Howdy folks.  I asked some about this in IRC yesterday, but we're looking
to hopefully confirm a couple of things for our sanity.

Yesterday, I was performing an operation on a 21-node cluster (vnodes,
replication factor 3, NetworkTopologyStrategy, and the nodes are balanced
across 3 AZs on AWS EC2).  The plan was to swap each node's existing 1TB
volume (where all cassandra data, including the commitlog, is stored) with
a 2TB volume.  The plan for each node (one at a time) was basically:

   - rsync while the node is live (repeated until there were only minor
   differences from new data)
   - stop cassandra on the node
   - rsync again
   - replace the old volume with the new
   - start cassandra

However, there was a bug in the rsync command.  Instead of copying the
contents of /var/data/cassandra to /var/data/cassandra_new, it copied it to
/var/data/cassandra_new/cassandra.  So, when cassandra was started after
the volume swap, there was some behavior that was similar to bootstrapping
a new node (data started streaming in from other nodes).  But there
was also some behavior that was similar to a node replacement (nodetool
status showed the same IP address, but a different host ID).  This happened
with 3 nodes (one from each AZ).  The nodes had received 1.4GB, 1.2GB, and
0.6GB of data (whereas the normal load for a node is around 500-600GB).

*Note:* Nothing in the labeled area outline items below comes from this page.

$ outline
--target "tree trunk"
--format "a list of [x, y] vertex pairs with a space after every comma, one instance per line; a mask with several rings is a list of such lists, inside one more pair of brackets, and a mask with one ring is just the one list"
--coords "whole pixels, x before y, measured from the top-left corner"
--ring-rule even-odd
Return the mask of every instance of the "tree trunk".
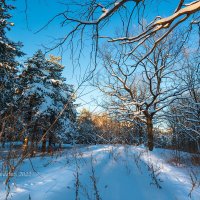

The cluster was in this state for about 2 hours, at which point cassandra
was stopped on them.  Later, I moved the data from the original volumes
back into place (so, should be the original state before the operation) and
started cassandra back up.

Finally, the questions.  We've accepted the potential loss of new data
within the two hours, but our primary concern now is what was happening
with the bootstrapping nodes.  Would they have taken on the token ranges of
the original nodes or acted like new nodes and got new token ranges?  If
the latter, is it possible that any data moved from the healthy nodes to
the "new" nodes or would restarting them with the original data (and
repairing) put the cluster's token ranges back into a normal state?

Hopefully that was all clear.  Thanks in advance for any info!